Hidden costs - Many tools charge unfair premiums when you exceed their threshold. For example, they might offer 50 users for free, and as soon as you hit 51 users, they'll ask you to pay for all 51 users. It's the same with data storage. It's important to know if you're overpaying for something that is not worth your money or business.
Inefficient search - When you search for specific data, such as a customer's subscription information or their support communication, your software should be able to aggregate data from across your organisation to bring you that information. If your tools don't integrate well enough, you won't find what you're looking for.
If you spend 20% of your budget to buy and implement software, you might think you're getting a great deal. But you'll likely spend that other 80% in the time and effort it will take to integrate it with the other apps you have.
Do you want to spend your time integrating your apps or growing your business?
Take a look at the tools you use now. Are you managing your inventory and orders in a paper system? Are you maintaining your customer data in a spreadsheet? Are you using sticky notes and Excel for things they're not meant for?

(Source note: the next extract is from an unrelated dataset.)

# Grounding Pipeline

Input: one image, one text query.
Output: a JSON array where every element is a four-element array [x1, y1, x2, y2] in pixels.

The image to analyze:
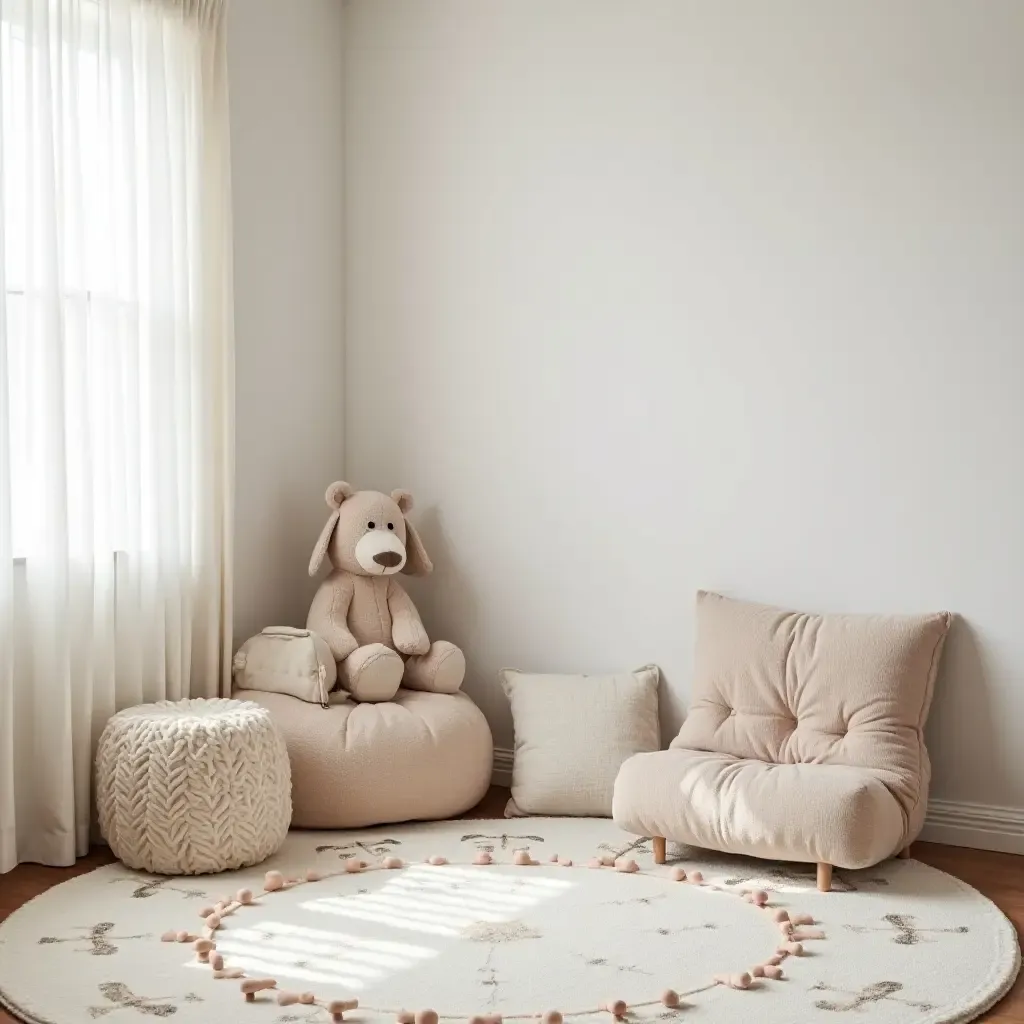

If you're over-using a product, it's time to change.
It can be hard even to think about transferring your systems, learning new technology, and getting your team on board. However, that's a temporary challenge necessary to improve the quality of your work. When you run a business, you need to look for technology that offers you long-term benefits.
For example, Zoho's AI system works across products to give you insights based on usage patterns. Whether it's style and tone suggestions on your Zoho Writer documents, ideal times to send email campaigns, or identifying anomalies in website traffic, Zia is trained to make everyday operations effortless from start to finish.
That's what a well-integrated toolkit can do for your business—it'll allow information to flow from one place to another so seamlessly that you won't have to spend your energy trying to figure out how things work separately and together. This kind of system helps you sustain your business and thrive well into the future. No matter your organisation's size, it's certainly worth investing in.